Misalnya seorang wanita muda yang menikah lagi karena tidak memiliki anak dari
pernikahan sebelumnya. Faktor pendidikan, pendapatan dan sosial juga bisa
menjadi penyebab seseorang untuk menikah lagi. Sebagai manusia, kita memang
mempunyai daya tarik yang tinggi terhadap hal-hal yang baru. Semua hal yang
telah kita miliki dan nikmati untuk suatu periode tertentu akan kehilangan daya
tariknya. Misalnya, Anda mencintai pria yang sekarang menjadi pasangan karena
ketampanan, kelembutan dan tanggung jawabnya. Lama-kelamaan, semua itu berubah
menjadi sesuatu yang biasa. Itu adalah kodrat manusia. Sesuatu yang baru
cenderung mempunyai daya tarik yang lebih kuat dan jika sudah terbiasa daya
tarik itu akan mulai menghilang pula. Ada kalanya, hal-hal yang sama, yang
terus-menerus kita lakukan akan membuat jenuh dalam pernikahan.
e. Alternatif selain Pernikahan
Ada beberapa orang yang
memutuskan untuk tidak memiliki pasangan. Mungkin mereka beranggapan bahwa
ketika kehidupan itu kita jalani dengan pasangan akan terasa sulit karena
menemukan berbagai persoalan yang nantinya kemungkinan bisa saja kita
hadapi. Pertunangan merupakan alternatif
lain. Melajang adalah salah satu alternatif untuk tidak menikah. Melajang
adalah sebuah sebuah pilihan dan bukan terpaksa, selama pelajang menikmati hidupnya.

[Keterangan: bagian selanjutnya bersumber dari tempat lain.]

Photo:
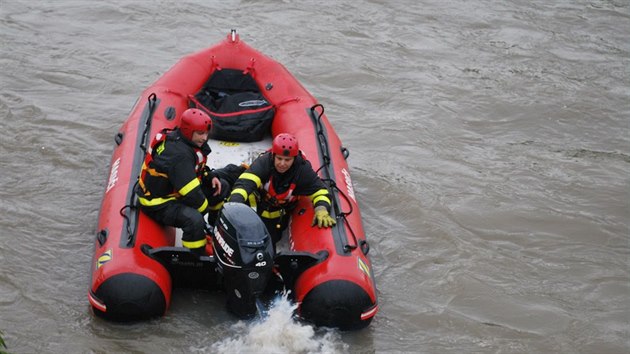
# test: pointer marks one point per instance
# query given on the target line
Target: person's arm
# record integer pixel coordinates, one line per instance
(184, 179)
(320, 196)
(251, 180)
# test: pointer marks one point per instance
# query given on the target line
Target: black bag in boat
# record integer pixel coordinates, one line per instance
(238, 110)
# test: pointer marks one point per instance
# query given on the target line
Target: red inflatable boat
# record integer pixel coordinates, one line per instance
(137, 262)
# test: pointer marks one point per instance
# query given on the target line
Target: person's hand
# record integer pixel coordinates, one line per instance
(236, 198)
(216, 185)
(322, 218)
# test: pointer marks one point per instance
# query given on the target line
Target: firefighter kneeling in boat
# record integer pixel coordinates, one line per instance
(176, 188)
(273, 182)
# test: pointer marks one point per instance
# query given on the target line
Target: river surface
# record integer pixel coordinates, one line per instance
(489, 148)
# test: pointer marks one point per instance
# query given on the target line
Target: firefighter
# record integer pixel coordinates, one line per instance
(175, 187)
(273, 183)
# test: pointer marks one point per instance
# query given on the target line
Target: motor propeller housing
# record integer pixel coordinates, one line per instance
(245, 256)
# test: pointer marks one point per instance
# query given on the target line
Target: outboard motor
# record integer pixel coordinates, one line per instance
(245, 255)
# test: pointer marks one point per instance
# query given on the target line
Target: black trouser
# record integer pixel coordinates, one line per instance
(177, 214)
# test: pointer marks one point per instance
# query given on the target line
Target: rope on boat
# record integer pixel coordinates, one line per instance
(323, 145)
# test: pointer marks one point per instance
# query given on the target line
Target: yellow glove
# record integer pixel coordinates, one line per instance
(322, 218)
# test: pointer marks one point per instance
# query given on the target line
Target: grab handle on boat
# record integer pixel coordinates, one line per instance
(101, 237)
(365, 247)
(345, 153)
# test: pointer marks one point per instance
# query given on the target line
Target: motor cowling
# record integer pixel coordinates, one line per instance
(244, 253)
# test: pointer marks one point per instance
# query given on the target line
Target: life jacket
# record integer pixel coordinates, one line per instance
(155, 183)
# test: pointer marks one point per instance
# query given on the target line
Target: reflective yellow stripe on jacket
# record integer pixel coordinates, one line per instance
(194, 244)
(320, 195)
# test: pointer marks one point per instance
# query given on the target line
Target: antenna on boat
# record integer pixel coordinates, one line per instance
(233, 36)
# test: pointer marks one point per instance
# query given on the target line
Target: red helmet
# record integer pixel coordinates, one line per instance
(286, 145)
(194, 120)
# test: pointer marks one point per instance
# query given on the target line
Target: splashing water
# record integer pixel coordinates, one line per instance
(279, 332)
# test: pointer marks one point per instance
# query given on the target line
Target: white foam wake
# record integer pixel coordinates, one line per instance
(279, 332)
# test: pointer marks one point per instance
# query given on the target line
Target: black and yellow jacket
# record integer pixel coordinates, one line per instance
(171, 171)
(271, 193)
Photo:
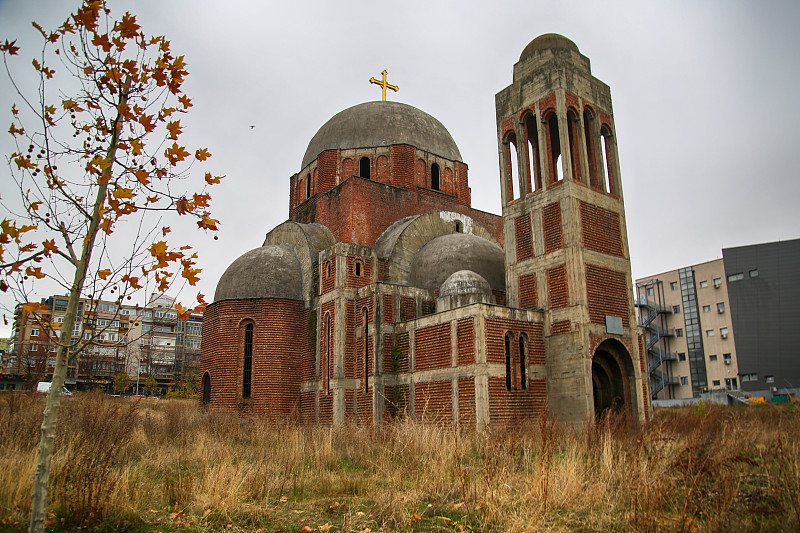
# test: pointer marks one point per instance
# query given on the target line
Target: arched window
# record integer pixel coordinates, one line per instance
(508, 361)
(435, 179)
(588, 134)
(523, 375)
(248, 361)
(532, 133)
(206, 388)
(365, 314)
(363, 167)
(554, 141)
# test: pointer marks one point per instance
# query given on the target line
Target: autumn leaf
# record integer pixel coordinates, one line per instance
(9, 47)
(176, 153)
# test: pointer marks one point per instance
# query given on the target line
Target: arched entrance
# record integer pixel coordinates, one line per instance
(206, 388)
(612, 378)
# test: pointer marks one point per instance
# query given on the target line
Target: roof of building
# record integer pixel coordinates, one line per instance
(446, 254)
(374, 124)
(548, 41)
(271, 271)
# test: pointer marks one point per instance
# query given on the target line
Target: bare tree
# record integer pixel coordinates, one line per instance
(98, 155)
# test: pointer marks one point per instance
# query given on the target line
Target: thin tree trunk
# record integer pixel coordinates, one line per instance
(41, 477)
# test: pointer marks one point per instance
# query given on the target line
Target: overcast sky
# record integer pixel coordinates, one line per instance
(704, 93)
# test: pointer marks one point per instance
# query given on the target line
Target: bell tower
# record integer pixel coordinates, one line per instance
(564, 229)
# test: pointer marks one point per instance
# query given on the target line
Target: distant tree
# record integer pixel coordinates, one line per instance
(122, 382)
(97, 164)
(151, 386)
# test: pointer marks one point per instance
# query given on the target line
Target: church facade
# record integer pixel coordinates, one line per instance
(386, 294)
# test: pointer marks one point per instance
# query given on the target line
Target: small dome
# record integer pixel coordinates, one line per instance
(548, 41)
(373, 124)
(465, 282)
(271, 271)
(443, 255)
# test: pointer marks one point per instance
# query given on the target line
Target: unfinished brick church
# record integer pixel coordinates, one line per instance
(386, 294)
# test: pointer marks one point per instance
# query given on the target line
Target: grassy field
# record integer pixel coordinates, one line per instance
(164, 466)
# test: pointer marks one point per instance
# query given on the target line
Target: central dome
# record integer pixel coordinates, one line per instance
(379, 123)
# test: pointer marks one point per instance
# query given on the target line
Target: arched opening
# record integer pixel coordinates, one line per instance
(508, 361)
(435, 178)
(612, 377)
(523, 368)
(247, 371)
(572, 132)
(206, 388)
(588, 135)
(532, 134)
(365, 321)
(607, 146)
(554, 144)
(363, 167)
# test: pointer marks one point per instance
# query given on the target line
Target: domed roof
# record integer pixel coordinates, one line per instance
(547, 41)
(464, 282)
(374, 124)
(271, 271)
(443, 255)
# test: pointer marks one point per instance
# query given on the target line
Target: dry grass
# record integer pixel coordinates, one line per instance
(164, 465)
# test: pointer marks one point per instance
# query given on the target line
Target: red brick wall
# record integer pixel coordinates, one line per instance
(465, 331)
(601, 230)
(509, 408)
(561, 327)
(551, 218)
(528, 296)
(279, 350)
(432, 347)
(359, 210)
(522, 231)
(466, 402)
(607, 291)
(354, 281)
(557, 288)
(433, 403)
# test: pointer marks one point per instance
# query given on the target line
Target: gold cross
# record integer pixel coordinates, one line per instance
(384, 85)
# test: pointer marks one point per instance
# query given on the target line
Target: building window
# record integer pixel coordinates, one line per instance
(435, 182)
(363, 167)
(248, 361)
(508, 361)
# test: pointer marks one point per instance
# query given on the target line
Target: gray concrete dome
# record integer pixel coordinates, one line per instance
(464, 282)
(374, 124)
(446, 254)
(548, 41)
(271, 271)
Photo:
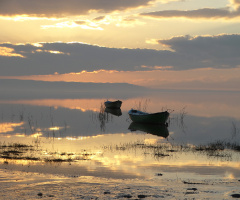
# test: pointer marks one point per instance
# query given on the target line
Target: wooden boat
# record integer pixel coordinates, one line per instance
(149, 118)
(113, 104)
(154, 129)
(114, 111)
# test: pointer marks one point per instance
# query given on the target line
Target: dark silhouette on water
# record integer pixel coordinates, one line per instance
(154, 129)
(114, 111)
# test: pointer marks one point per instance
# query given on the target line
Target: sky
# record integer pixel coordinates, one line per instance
(160, 44)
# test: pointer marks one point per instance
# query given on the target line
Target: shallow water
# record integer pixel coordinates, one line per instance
(76, 138)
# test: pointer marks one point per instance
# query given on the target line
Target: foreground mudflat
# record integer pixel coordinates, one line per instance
(22, 185)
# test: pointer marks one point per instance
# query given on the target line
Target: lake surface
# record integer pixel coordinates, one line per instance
(75, 137)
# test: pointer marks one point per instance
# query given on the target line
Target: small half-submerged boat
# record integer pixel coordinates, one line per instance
(114, 111)
(149, 118)
(113, 104)
(154, 129)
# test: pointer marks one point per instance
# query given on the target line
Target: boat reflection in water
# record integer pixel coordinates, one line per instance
(114, 111)
(154, 129)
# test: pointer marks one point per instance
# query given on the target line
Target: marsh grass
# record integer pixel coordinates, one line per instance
(17, 151)
(212, 149)
(101, 117)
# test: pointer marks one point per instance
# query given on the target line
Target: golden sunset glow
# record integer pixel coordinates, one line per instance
(9, 127)
(5, 51)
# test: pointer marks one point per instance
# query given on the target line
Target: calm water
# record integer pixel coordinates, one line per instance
(75, 137)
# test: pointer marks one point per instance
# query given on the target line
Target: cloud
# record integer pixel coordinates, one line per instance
(218, 52)
(62, 8)
(229, 12)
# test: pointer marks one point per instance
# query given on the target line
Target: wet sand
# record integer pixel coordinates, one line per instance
(29, 185)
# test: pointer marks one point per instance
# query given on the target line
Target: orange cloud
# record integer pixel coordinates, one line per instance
(6, 51)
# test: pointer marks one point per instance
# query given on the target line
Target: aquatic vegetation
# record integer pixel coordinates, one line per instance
(17, 151)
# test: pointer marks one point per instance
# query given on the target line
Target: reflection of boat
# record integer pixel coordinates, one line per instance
(155, 129)
(150, 118)
(114, 111)
(113, 104)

Akan tetapi hakikatnya menikah itu adalah ibadah. Hidup akan lebih indah
melalui segala bentuk kehidupan bersama pasangan. Seseorang yang memutuskan
untuk sendiri (single life) bisa saja disebabkan karena traumatik tersendiri
yang pernah mereka rasakan sehingga membuatnya untuk tidak berani lagi memulai
hidup secara bersama. Pengalaman memang berperan penting dalam kelangsungan
hidup seseorang. Pernikahan bisa
mengubahnya menjadi lebih kuat namun tidak sedikit yang lemah karenanya.
Membuat seseorang takut memulai, namun juga menimbulkan arti yang mendalam.
“Pernikahan yang sukses adalah seperti tenunan dalam beludru kehidupan praktis.
Seperti nada harmoni yang dipetik hubungan realistis. Dan pernikahan yang
sukses adalah hasil gabungan cinta, penghormatan, kesetiaan, dan sikap saling mendukung”.